Shakespeare dedicated two narrative poems to the earl of Southampton, Henry Wriothesley, "who also was a ward of Lord Burghley and grew up in the same household," Justice Stevens says. "The coincidence...is really quite remarkable."

...

Justice Sandra Day O'Connor, who retired in 2006, cast the court's deciding vote many times. On Shakespeare, she says, "I'm not going to jump into this and be decisive."

According to Justice Stevens, "Sandra is persuaded that it definitely was not Shakespeare" and "it's more likely de Vere than any other candidate." Pressed, Justice O'Connor says, "It might well have been someone other than our Stratford man."

Thursday, April 09, 2009

Doublets and Double-takes: Spring Break with the Bard


Through April 19, Tampa, Florida's Gorilla Theatre Company presents troupe founder Audrey Hampton's new drama Elizabeth and Edward --a new play arguing that de Vere was "Shakespeare".

From the Tampa Bay Tribune review, it looks like a hodgepodge of dramatic flashback and rhetorical argumentation.

Ten actors, the review says, "take on several roles and time periods to support the Oxfordian line of thought. Ghosts of actors past open the play at the 500th [sic] Shakespeare Jubilee, 1569-2069, where the question of authorship segues into a series of qualifying vignettes." (No doubt a typo here referencing David Garrick's 1769 Stratford Shakespeare Jubilee.)

Here's the pity:

As the review says, "If de Vere wrote 'Hamlet,' 'Macbeth' and the like, he would have been under pressure to hide his identity. And that would have been even more likely were he Elizabeth's bastard child, as the scholars suggest." [My emphasis]

Some orthodox scholars are indeed taking more and more seriously the Oxfordian argument that Edward de Vere played a key role -- arguably was the author -- behind the "Shakespeare" byline. But I have yet to see a single scholarly paper or book arguing that de Vere had Tudor blood, let alone was Queen Elizabeth's bastard son.

The waters are muddy enough with Stratfordian mumbo-jumbo. It's too bad that Oxfordians, too, have to add to the confusion.

Sunday, April 05, 2009

The Taming of the Streep

This video excerpt, from a 1981 performance of The Taming of the Shrew starring Meryl Streep and Raul Julia (r.i.p.) was posted online early last month and has been busting guts of Shakespeare fans ever since. (H/T reader G.Q.) Two superlative actors at the top of their game hitting all the right marks.

It's tough to imagine a better Kate-Petruchio pair or a more inspired, sexy, vivacious performance.
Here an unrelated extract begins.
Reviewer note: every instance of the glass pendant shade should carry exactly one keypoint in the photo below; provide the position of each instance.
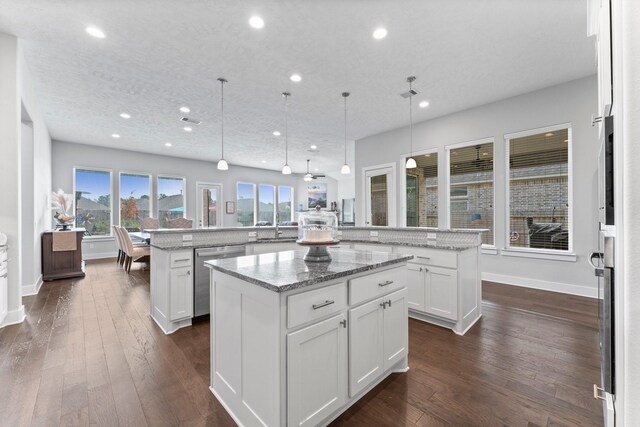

And I don't think it's just the Streep fan in me* that makes me say Shakespeare comedic performances don't get much better than this.




* Don't get me wrong: I think both Meryl Streep and Raul Julia are/were amazingly talented actors. But, true confessions time, only Susanna Hoffs (The Bangles) could claim equal footing with Ms. Streep as a fanboy crush for this blogger as a high school-aged bloke.